Restrictions during the cooling-off period

During the cooling-off period, a supplier must not:

  • supply any products priced over $500 relating to the agreement
  • supply services relating to the agreement
  • accept or require any form of payment.

Products priced at $500 or less may be supplied, as can electricity or gas to premises not already connected to such services.

For more information, view our Unsolicited supplies page.

A consumer who cancels an unsolicited agreement also has responsibilities - these are set out on our Rejecting and returning products page.

Extended cooling-off period

Consumers may terminate an agreement up to three months after the agreement documents are received, if the telemarketer:

  • called outside of the permitted selling hours
  • did not disclose the purpose of the call
  • did not identify themselves, or the company they are calling on behalf of
  • did not give a business name and postal address or email address, or
  • did not end the call upon request.

The cooling-off period is extended to six months if a telemarketer:

  • did not provide information about cooling-off rights
  • was in breach of any of the requirements for unsolicited consumer agreements, such as failing to provide a written copy of the agreement or not including required information in the written agreement
  • supplied products priced over $500 during the 10 business days of the cooling-off period
  • supplied services during the 10 business days of the cooling-off period, or
  • accepted or requested any payment during the cooling-off period.

If a consumer cools off or terminates

A consumer may terminate an agreement orally or in writing. The termination date is considered to be the date on which the consumer gave or sent notice.

Once a consumer has given notice to terminate an agreement the agreement is void. The notice is effective even if:

  • the consumer gave written notice, but the supplier has not received it
  • products or services supplied have been wholly or partly consumed or used.
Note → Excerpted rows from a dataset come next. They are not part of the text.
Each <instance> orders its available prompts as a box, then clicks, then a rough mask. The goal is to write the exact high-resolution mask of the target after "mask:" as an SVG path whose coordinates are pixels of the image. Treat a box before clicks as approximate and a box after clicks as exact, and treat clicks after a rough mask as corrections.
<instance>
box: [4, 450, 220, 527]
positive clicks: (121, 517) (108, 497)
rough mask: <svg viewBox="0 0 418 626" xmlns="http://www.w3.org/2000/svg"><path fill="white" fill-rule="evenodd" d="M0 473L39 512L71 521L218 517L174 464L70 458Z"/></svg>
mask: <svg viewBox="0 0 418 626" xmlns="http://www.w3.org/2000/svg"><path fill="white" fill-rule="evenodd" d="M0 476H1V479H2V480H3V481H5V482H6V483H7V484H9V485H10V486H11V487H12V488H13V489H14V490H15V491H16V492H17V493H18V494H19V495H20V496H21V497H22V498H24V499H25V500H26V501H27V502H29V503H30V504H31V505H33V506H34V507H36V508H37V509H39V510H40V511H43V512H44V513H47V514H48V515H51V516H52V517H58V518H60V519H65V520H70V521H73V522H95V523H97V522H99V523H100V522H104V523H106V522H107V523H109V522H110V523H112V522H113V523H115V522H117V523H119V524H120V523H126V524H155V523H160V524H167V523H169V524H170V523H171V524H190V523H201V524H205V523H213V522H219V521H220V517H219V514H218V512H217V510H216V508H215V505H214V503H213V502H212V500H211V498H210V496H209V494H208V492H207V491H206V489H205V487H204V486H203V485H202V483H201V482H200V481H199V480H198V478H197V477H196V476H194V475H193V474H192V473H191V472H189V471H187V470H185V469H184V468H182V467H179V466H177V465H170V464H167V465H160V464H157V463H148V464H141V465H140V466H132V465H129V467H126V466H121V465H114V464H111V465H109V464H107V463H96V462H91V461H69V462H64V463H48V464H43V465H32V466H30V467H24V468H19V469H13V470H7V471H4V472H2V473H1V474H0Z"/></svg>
A consumer can use the cancellation notice template near the end of the Australian Competition and Consumer Commission’s guide to door-to-door sales (PDF, 3.65MB).

A consumer who cancels an unsolicited agreement also has responsibilities - these are set out on our Rejecting and returning products page.

Related contracts

If a consumer cancels a telemarketing agreement, then any related contract or instrument is also effectively cancelled.

For products bought on credit or finance, it is the supplier's responsibility to contact the credit provider and arrange for cancellation. For more information, visit the Australian Securities and Investments Commission (ASIC) website.

Supplier obligations on cooling off

When a consumer cools off, the supplier must promptly return or refund any money paid under the agreement or related contract.

A supplier cannot:

  • take action against the consumer to recover any payments allegedly owed under the agreement
  • place, or threaten to place, the consumer's name on a list of defaulters or debtors.

What happens to the products or services after a consumer cools off?

The consumer must (within a reasonable time) return any products that have not been consumed or tell the supplier where to collect them. If the supplier does not collect the products within 30 days once notice has been given, the consumer can keep them.

When the agreement is terminated after the cooling-off period:

  • if a service has already been provided, the consumer may have to pay for the service as it cannot be 'undone' once it has been provided
  • if the consumer has not taken reasonable care of any products provided to them during that period, the supplier can seek compensation for depreciated value, or for any damage to the products.

The consumer does not have to pay compensation for normal use of the products, or circumstances beyond the consumer's control.

Do Not Call Register

To avoid telemarketers, you can register your phone number with the Federal Government’s Do Not Call Register. You can also lodge a complaint about telemarketing calls.